Lehmann Maupin is pleased to announce an exhibition of artist Alex Prager’s new body of work, Face in the Crowd, on view at both of the gallery’s New York locations from January 9–February 22, 2014. This two-part exhibition will feature large-scale photographs of elaborately staged crowd scenes at 201 Chrystie Street and an immersive three-channel video installation at 540 West 26th Street. The exhibition is Prager’s debut show with Lehmann Maupin since joining the gallery in September 2013. Concurrently on view through March 9, 2014 is the artist’s largest exhibition in a United States museum at the Corcoran Gallery of Art in Washington, D.C.
Shot on a Los Angeles soundstage in early 2013, Face in the Crowd is Prager’s most complex and ambitious work to date. The artist directed hundreds of actors on constructed sets to create portraits of large crowds at airport terminals, lobbies, beaches, movie theaters and other public spaces. For each scene, Prager taps into a shared cultural memory to create images that are familiar yet strange. The characters, clothing, hairstyles and poses are all carefully chosen by the artist to convey a range of time periods from mid-century to present and recall cultural references drawn from street photography and classic Hollywood cinema. The ambiguity of the eras and locations suggest a sense of timelessness while also creating a world that synthesizes fiction and reality. The viewer is removed from the scenes at seemingly impossible vantage points and peer over the crowd of individual characters, each connected by their close proximity, yet simultaneously isolated in their own private worlds. The countless facial expressions are directed toward no person in particular and suggest unshared thoughts and solitary emotions. In an age of increased communication through technology, where in some ways we are more connected than ever, Prager’s scenes of disconnected characters within the crowd remind us of the resulting decline of interpersonal contact in our media saturated society.
Prager further explores the complicated and at times contradictory emotions associated with crowds through a new film starring Elizabeth Banks. An immersive experience that puts the viewer directly in the center of a three-channel video installation, the film opens with a series of confessional monologues in which characters from the crowd scenes poignantly relate their own stories and insights, such as childhood memories, recurring nightmares and personal revelations. Suddenly, the scene changes and an orchestra strikes as a sea of people flood into view. The iconic heroine then leads the viewer on a journey through the crowd wordlessly expressing a range of emotions including isolation, sadness, confusion, curiosity and anxiety. The juxtaposition of character monologues and the frenetic crowd scene poignantly illustrates that within a swirling sea of strangers, there are countless individual stories and unique experiences unfolding. Whereas Prager’s large-scale photographs of crowd scenes expose the disconnection between individuals in society, her new film Face in the Crowd explores the unspoken connections among individuals and is a reminder that we are part of something larger than oneself.

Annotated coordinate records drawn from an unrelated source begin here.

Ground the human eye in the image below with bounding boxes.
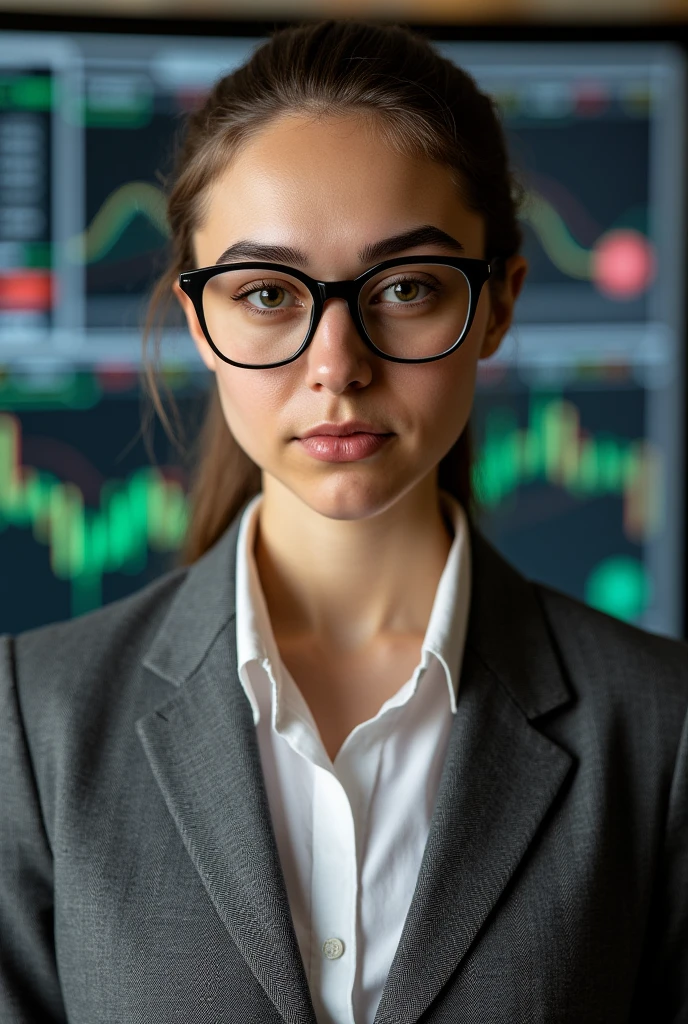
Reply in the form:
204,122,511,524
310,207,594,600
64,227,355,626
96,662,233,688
371,273,438,306
231,281,301,314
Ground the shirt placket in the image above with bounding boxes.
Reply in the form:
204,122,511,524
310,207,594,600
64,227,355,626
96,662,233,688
310,767,357,1024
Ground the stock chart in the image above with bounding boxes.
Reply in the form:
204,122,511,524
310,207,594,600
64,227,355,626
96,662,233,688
0,32,685,635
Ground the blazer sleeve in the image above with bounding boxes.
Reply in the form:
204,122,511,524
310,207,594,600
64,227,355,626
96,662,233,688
0,635,67,1024
630,688,688,1024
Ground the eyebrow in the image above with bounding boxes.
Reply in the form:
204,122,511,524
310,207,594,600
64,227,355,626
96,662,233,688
211,224,464,267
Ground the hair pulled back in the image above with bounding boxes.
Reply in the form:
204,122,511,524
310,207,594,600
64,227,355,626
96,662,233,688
143,18,522,564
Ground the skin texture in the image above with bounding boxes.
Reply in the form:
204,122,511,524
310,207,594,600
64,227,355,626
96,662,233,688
177,115,527,756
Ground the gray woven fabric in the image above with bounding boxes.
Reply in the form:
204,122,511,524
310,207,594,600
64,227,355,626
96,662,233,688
0,499,688,1024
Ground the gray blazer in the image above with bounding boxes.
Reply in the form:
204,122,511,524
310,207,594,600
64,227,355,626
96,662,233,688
0,510,688,1024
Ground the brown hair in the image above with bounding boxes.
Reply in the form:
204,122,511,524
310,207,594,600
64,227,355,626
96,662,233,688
143,18,522,564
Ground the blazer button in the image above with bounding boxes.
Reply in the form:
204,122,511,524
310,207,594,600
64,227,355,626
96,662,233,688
323,939,344,959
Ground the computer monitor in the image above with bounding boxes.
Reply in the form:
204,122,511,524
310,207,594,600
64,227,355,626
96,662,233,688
0,23,686,636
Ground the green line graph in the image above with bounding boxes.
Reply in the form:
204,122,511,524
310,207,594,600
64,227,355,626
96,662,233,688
0,414,187,616
474,394,662,543
0,394,662,617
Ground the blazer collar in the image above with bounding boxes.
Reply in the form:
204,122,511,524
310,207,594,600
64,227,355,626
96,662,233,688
136,505,572,1024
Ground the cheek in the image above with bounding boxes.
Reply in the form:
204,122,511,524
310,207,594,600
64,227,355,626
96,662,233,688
215,360,282,463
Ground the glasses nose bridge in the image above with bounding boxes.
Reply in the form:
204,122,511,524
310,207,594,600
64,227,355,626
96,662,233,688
317,281,357,306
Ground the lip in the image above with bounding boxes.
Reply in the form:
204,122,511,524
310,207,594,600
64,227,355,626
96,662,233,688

Alex Prager was born in 1979 in Los Angeles, California, where she continues to live and work. A self-taught artist, she was inspired to take up photography after seeing the color images of William Eggleston, who is widely regarded as the father of contemporary color photography. Her work has been exhibited internationally, most prominently in Alex Prager: Face in the Crowd at the Corcoran Gallery of Art in Washington, D.C. (2013), Alex Prager: Compulsion (2012) at FOAM in Amsterdam, and New Photography 2010 at New York’s Museum of Modern Art. Prager has been recognized with the FOAM Paul Huf Award (2012), among other honors. Her editorial work has been featured in Vogue and W, and her film series “Touch of Evil,” commissioned by The New York Times Magazine, won a 2012 Emmy Award. Prager’s work is represented in the collections of major museums including New York’s Museum of Modern Art and Whitney Museum of American Art, San Francisco Museum of Modern Art, and Moderna Museet in Stockholm, Sweden.